They protected our home, shouldn’t we protect theirs?
Statistically, individuals who have served in the armed forces are significantly more likely to face homelessness than other Americans.
While veterans only make up approximately seven percent of the general population, they comprise nearly 13 percent of all homeless adults in the United States.
According to the U.S. Department of Housing and Urban Development, this means an estimated 62,619 veterans are homeless on any given night. The Department of Veterans Affairs places that number much higher, estimating nearly 300,000 veterans are homeless on any given night.
This isn’t an exclusively urban issue either.
Nearly one-third of homeless veterans, an estimated 32 percent, are found in non-urban environments. In other words, one-in-three homeless veterans lives in places like Warren County.
Far more veterans are facing the prospect of homelessness. According to the National Coalition for Homeless Veterans, approximately 1.4 million additional veterans are at risk of becoming homeless.
These veterans exist, right here, in northwestern Pennsylvania and D’Anna Merritt, who has been homeless and whose mother is a veteran, decided it was time to do something about it.
Merritt knows first hand there is a need for these programs in this region; she, her daughter and her mother have benefited from programs through Chautauqua Opportunities for Development, Inc. Afterwards, she wanted to find a way to extend the project to Warren County.
“I have gone around the community trying to find some sort of outreach resources and there’s not really much out there,” Merritt said. “There is a great social need, but the community doesn’t see it. I contacted a number of agencies that said there was no need. ‘There is no problem here.'”
Eventually, she found Julia Roque, community service director with the Warren-Forest Economic Opportunity Council.
“She benefited so much that she wanted to share it with other veterans,” Roque said of Merritt.
Roque and Chautauqua Opportunities Housing Service Manager Fred Barney teamed to extend the program from Chautauqua County, N.Y., to Pennsylvania.
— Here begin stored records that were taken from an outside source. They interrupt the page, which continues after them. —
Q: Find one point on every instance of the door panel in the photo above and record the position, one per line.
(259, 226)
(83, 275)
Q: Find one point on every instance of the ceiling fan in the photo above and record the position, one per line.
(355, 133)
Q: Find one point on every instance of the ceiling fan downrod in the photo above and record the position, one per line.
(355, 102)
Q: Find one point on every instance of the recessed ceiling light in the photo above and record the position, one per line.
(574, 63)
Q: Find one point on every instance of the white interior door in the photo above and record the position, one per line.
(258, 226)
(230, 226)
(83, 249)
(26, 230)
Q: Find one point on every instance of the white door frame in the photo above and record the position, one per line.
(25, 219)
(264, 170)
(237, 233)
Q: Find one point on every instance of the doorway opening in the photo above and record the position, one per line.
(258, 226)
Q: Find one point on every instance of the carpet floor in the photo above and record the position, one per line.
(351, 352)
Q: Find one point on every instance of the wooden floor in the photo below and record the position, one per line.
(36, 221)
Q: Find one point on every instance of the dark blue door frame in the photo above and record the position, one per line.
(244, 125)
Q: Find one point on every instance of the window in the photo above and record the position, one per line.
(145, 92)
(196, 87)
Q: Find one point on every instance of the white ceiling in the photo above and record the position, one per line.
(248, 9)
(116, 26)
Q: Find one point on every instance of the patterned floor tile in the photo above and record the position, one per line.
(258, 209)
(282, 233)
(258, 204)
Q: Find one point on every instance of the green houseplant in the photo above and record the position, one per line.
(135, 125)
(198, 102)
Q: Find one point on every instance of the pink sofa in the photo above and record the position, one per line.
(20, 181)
After verifying the Economic Opportunity Council could work in conjunction with another state the organization was commissioned to bring the Veterans Homeless Assistance Program to Warren and Erie Counties.
“We’ve encountered a lot of vets,” Roque said. “A lot of people aren’t aware there are veterans here facing homelessness. It’s really an embarrassment that veterans are facing homelessness after what they’ve done. This program is exclusively for them. In a way, it’s to honor them for what they’ve done.”
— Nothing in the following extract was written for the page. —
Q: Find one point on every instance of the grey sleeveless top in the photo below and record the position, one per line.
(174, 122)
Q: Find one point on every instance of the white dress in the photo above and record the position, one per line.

The program is open to veterans facing homelessness with income below 50 percent of the median income, which was $23,147 for an individual and $42,167 for a household according to 2010 census data.
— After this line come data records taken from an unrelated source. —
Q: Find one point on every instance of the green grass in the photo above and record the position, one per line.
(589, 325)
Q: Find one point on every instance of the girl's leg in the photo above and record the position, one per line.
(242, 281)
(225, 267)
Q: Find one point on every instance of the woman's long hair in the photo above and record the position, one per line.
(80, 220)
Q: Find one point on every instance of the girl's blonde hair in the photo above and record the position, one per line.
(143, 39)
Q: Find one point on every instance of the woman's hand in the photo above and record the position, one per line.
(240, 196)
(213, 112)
According to Roque, Warren and Erie County veterans who are homeless or facing eviction can contact her through the Economic Opportunity Council at 814-726-2400 or at email@example.com.
The program will help with utility, mortgage, rent or other payments to aid veterans in staying in their homes or moving expenses for those currently homeless, including deposits and initial rent.
“We’ll help them get caught up,” Roque said. “Warren-Forest EOC will also help guide them toward other programs that can help them.”
That willingness to guide individuals to other programs that can help is something Merritt says is especially important.
“Rather than competing for these grant dollars, these agencies need to come together and work to confront this social problem,” Merritt said. “I, myself, have experienced this. I went and received vouchers to stay in a hotel, but I only could get two vouchers. People can stay with family or friends, but it’s a drain on their resources. I wanted to do something to create change. Our veterans shouldn’t be in this position and they shouldn’t be ashamed. They deserve help.”
The Economic Opportunity Council, according Roque and Merritt, is also offering “homelessness kits” at the Faith Inn site on Pennsylvania Ave., in Warren.
The kits include a handful of basic items aimed at aiding those without a place to stay.
“It’s for literally homeless people,” Roque said. “To help them weather through the night.”
The kits include toiletries, socks, a first aid kit and other items that may not be readily available to those without a place to call home. The kits come in a multi-purpose bag.
“There’s tons of them,” Merritt noted by way of encouraging those in need to utilize the kits.
The most effective way to combat the issue, the two agreed, was awareness the problem existed in Warren County and the community support that comes with acknowledging that.
“It’s gotta change,” Roques said. “People need to be aware of it. Even if you don’t need it (program help), if you’re aware, you need to let your neighbors know. If you have relatives who are veterans, let them know. People need to make the right referrals.
“If you’re doing very well, this can be a way to give back. This is the Christian thing to do. Help others. Don’t judge them. The veterans put their lives on the line for you.”
“When I was homeless,” Merritt added. “I had people yell at me. What people need is help. My question is, where is community? What happened to the idea of community?”